At first I thought there would be nothing to photograph at all, such has been the slow rate of growth. And early April, we’re told, will see much of the same.
But I did manage to find one or two treats.
Especially this one. It cost me an arm and a leg last year and the mice have had half of it. But if it can now grow undisturbed, and naturalise, it will look fabulous on the woodland floor.
I just love the marbling on its leaves. I’m not alone. Even though it has been surrounded by a chicken wire cage, there is evidence that a beak has found its way through.
Regular readers will note that the Pheasant Defence System has been temporarily removed from this one too.
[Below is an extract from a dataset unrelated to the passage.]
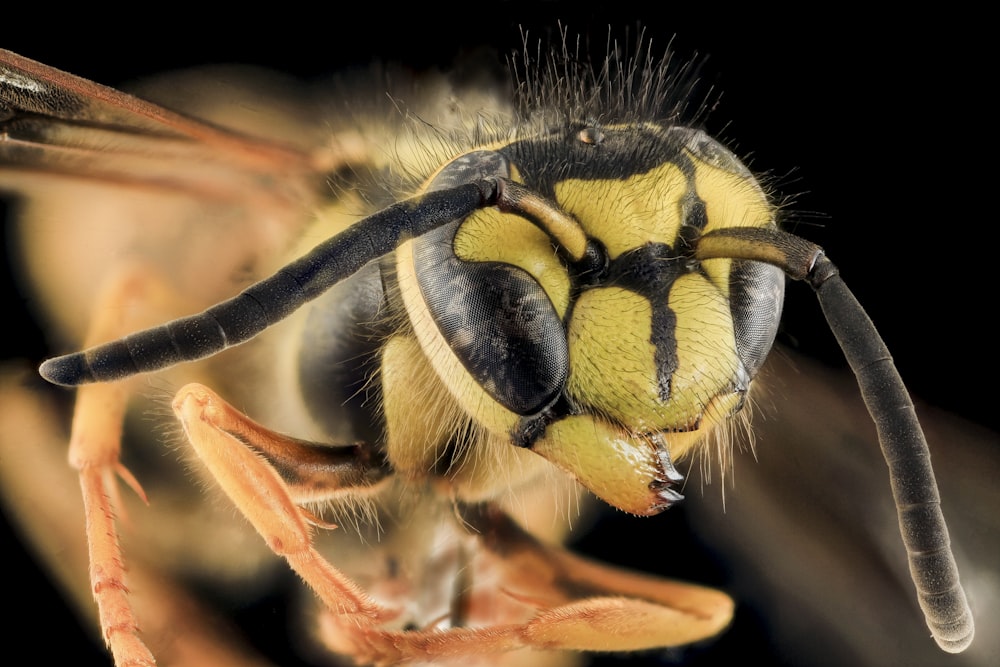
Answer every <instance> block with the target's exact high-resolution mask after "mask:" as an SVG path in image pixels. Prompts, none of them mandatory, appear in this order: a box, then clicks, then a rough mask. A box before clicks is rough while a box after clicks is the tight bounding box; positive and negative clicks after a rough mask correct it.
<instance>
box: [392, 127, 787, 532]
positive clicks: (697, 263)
mask: <svg viewBox="0 0 1000 667" xmlns="http://www.w3.org/2000/svg"><path fill="white" fill-rule="evenodd" d="M487 176H496V177H500V178H504V179H510V180H511V181H513V182H515V183H521V184H523V185H524V186H525V187H526V188H527V189H528V190H530V191H531V192H533V193H536V195H537V196H538V197H541V198H543V199H544V200H546V201H547V202H548V203H549V205H550V206H553V207H557V208H558V209H559V210H560V211H562V212H563V213H564V214H565V215H568V216H569V217H571V218H572V219H573V220H574V221H575V224H576V225H578V227H579V229H580V230H581V232H582V234H583V235H585V237H586V239H587V243H588V245H589V246H590V247H591V248H600V249H601V253H603V256H604V258H605V260H606V261H605V263H604V264H603V265H602V266H600V267H599V269H595V267H594V261H593V259H592V258H591V259H589V260H586V261H584V260H580V259H577V258H575V257H573V256H572V255H573V253H571V252H569V251H567V249H566V248H564V247H562V246H560V244H559V243H558V242H556V241H554V239H553V234H551V233H548V230H546V229H545V226H544V225H539V224H538V221H537V220H532V219H530V218H531V217H532V216H531V215H529V214H525V213H524V211H523V210H519V209H518V208H517V207H515V208H514V210H505V207H504V206H499V207H494V208H485V209H481V210H478V211H476V212H474V213H473V214H471V215H469V216H468V217H466V218H464V219H462V220H458V221H455V222H453V223H451V224H449V225H446V226H443V227H441V228H440V229H438V230H435V231H433V232H431V233H429V234H426V235H424V236H422V237H420V238H419V239H415V240H413V241H411V242H410V243H408V244H404V246H403V247H401V249H400V250H399V252H398V253H397V271H398V276H399V279H400V284H401V286H403V293H404V302H405V303H406V305H407V311H408V314H409V316H410V320H411V322H413V323H414V329H415V333H416V335H417V338H418V339H419V340H420V343H421V347H422V348H423V350H424V352H425V354H426V355H427V357H428V358H429V359H430V360H431V361H432V363H433V364H434V365H435V368H436V370H437V374H438V375H439V376H440V377H441V378H442V379H444V381H445V384H446V385H447V386H448V387H449V389H450V390H451V393H452V395H453V397H454V399H455V400H456V401H457V402H458V403H459V404H460V405H461V406H462V408H463V410H464V411H465V412H466V414H468V415H469V416H470V418H472V419H474V420H476V421H477V423H479V424H480V425H482V426H483V427H484V428H486V429H487V430H489V431H490V432H492V433H494V434H497V435H500V434H502V435H503V436H504V437H508V438H510V439H512V440H513V441H514V442H515V443H516V444H519V445H522V446H526V447H530V448H532V449H534V450H535V451H536V452H538V453H540V454H542V455H543V456H545V457H546V458H548V459H549V460H551V461H553V462H554V463H556V464H557V465H559V466H560V467H562V468H564V469H566V470H567V471H569V472H570V473H571V474H573V475H575V476H576V477H577V478H578V479H580V481H581V482H583V483H584V484H585V485H586V486H588V487H589V488H591V490H592V491H594V492H595V493H597V494H598V495H599V496H601V497H602V498H604V499H605V500H607V501H608V502H610V503H611V504H613V505H616V506H618V507H620V508H622V509H626V510H628V511H632V512H635V513H639V514H647V513H653V512H656V511H659V510H660V509H662V508H663V507H664V506H665V504H666V502H665V501H667V502H668V501H669V500H671V499H672V497H670V498H668V497H666V495H665V494H664V488H665V487H666V486H668V485H669V483H670V481H671V480H672V479H673V478H674V476H675V473H673V471H672V469H671V468H670V464H669V461H670V459H671V458H674V459H676V458H677V457H679V456H682V455H684V454H685V453H687V452H688V451H689V450H690V449H691V448H692V447H694V446H696V445H697V444H698V443H699V442H701V441H703V440H704V438H705V436H706V435H707V434H708V433H709V432H710V431H711V429H712V427H713V426H714V425H716V424H718V423H720V422H722V421H724V420H726V419H728V418H729V417H730V416H731V415H732V414H733V413H734V412H736V411H738V410H739V409H740V408H741V407H742V405H743V402H744V399H745V396H746V393H747V391H748V389H749V386H750V382H751V380H752V378H753V377H754V376H755V375H756V373H757V371H758V370H759V368H760V366H761V365H762V363H763V361H764V359H765V357H766V355H767V352H768V350H769V349H770V347H771V344H772V343H773V341H774V336H775V333H776V330H777V325H778V321H779V319H780V315H781V306H782V302H783V298H784V283H785V279H784V275H783V272H782V270H781V269H779V268H777V267H774V266H771V265H769V264H764V263H760V262H755V261H748V260H735V259H728V258H723V259H709V260H704V261H700V260H698V259H696V258H695V256H694V247H695V245H696V243H697V240H698V238H699V237H700V236H701V235H702V234H704V233H707V232H711V231H714V230H717V229H723V228H731V227H758V228H774V227H775V223H774V211H773V208H772V207H771V205H770V204H769V203H768V201H767V198H766V196H765V194H764V192H763V190H762V189H761V187H760V186H759V185H758V183H757V182H756V180H755V179H754V178H753V177H752V175H751V174H750V173H749V171H748V170H747V169H746V168H745V167H744V166H743V165H742V164H741V163H740V162H739V161H738V160H737V159H736V158H735V157H734V156H733V155H732V153H730V152H729V151H728V150H726V149H725V148H723V147H722V146H721V145H720V144H719V143H718V142H716V141H715V140H713V139H711V138H710V137H708V136H707V135H705V134H704V133H703V132H700V131H697V130H691V129H688V128H681V127H673V126H661V125H658V124H654V123H631V124H624V125H610V126H603V127H597V126H593V125H588V126H583V127H575V128H570V129H569V130H567V131H564V132H559V133H552V134H547V135H544V136H539V137H533V138H527V139H524V140H520V141H515V142H513V143H510V144H507V145H505V146H503V147H501V148H499V149H497V150H494V151H486V150H482V151H473V152H470V153H466V154H464V155H462V156H460V157H459V158H457V159H456V160H454V161H453V162H451V163H449V164H448V165H446V166H445V167H444V168H442V169H441V170H440V171H439V172H438V174H437V175H436V176H435V177H434V179H433V180H432V181H431V182H430V184H429V186H428V187H429V189H438V188H447V187H452V186H453V185H454V184H455V183H456V182H462V181H468V180H473V179H476V178H483V177H487ZM411 284H412V285H414V286H416V288H415V289H407V288H406V287H405V286H406V285H411Z"/></svg>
But Ptolemy may be otherwise engaged for a while. He has a woman in the woods. When I woke up this morning he was courting her on the path up to the drive. Circling her, all puffed up with ears sticking out. I rushed to get the camera, but by then they’d almost disappeared back into the trees. Wink, wink.
Hellebore (Harvington Reds)
This is one of the hellebores that I bought at Rosemoor at the end of February, still looking good. As yet I haven’t planted it. Nice to have one year to enjoy its perfection before the ravages of nature take their toll.
Heathers flowering well in our slightly acidic soil, although this one will grow happily in mildly alkaline areas too.
Mangetout Oregon Sugar Pod
Finally, things are beginning to happen in the greenhouse. Everything seems just so much slower than the last couple of years.
And this was a real surprise. An orchid that I saved when clearing out my mother’s bungalow at the end of last year. I’d shoved it in a corner of the dining room window sill and didn’t notice the spike until it was over a foot long. The flowers have just started to open.
Viburnum x burkwoodii ‘Anne Russell’
This month the Viburnums should be in bloom. The scent from this one, I hope, will be absolutely glorious.
I hope you are having a wonderful Easter.